Many people want to help others, and seek out ways to do so effectively.
Effective Altruism (Global Health and Wellbeing)
We empower people to use their careers and donations to help others as much as possible.
We believe that individuals can have a huge positive impact on the world by being thoughtful about how they can best use their resources to help others.
We support organizations and projects that enable people to use their careers and donations to improve the lives of humans and animals around the world.

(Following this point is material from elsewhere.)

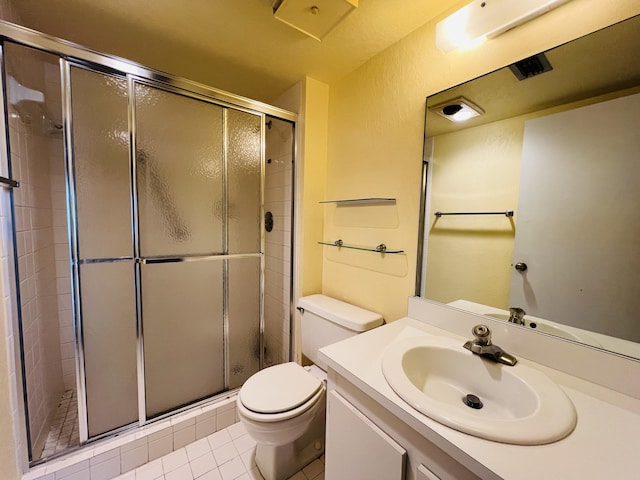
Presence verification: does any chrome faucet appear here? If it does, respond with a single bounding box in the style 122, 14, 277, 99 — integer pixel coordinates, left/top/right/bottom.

Our work is guided primarily by two observations:
First, there is large variation in the impact that different charitable organizations can achieve. By focusing on important, neglected problems and relying on evidence-based solutions, top charities, such as those recommended by GiveWell, can achieve much more than others with the same donation. GiveWell estimates that the funding it has directed since inception will save at least 200,000 lives.
Second, the career a person chooses is one of the most important decisions they can make — and a career focused on important and neglected problems is likely to achieve much more impact. Today, however, there is a lack of quality resources and guidance that can help people find and pursue these kinds of careers.
The theory of change for this program spans five potential sub-strategies that our grantees might work on. Our funding so far has focused on (1), (2), and (3):
- Raise funds for highly effective charities
- Enable people to have a greater impact with their careers
- Found and incubate new charities working on important and neglected interventions
- Conduct research to find especially cost-effective interventions
- Provide infrastructure to support people implementing the principles of effective altruism in ways that further items (1) through (4).
We launched this program in July 2022. In its first 12 months, the program had a budget of $10 million. This focus area uses the lens of our global health and wellbeing portfolio, just as our global catastrophic risks capacity building area uses the lens of our GCR portfolio.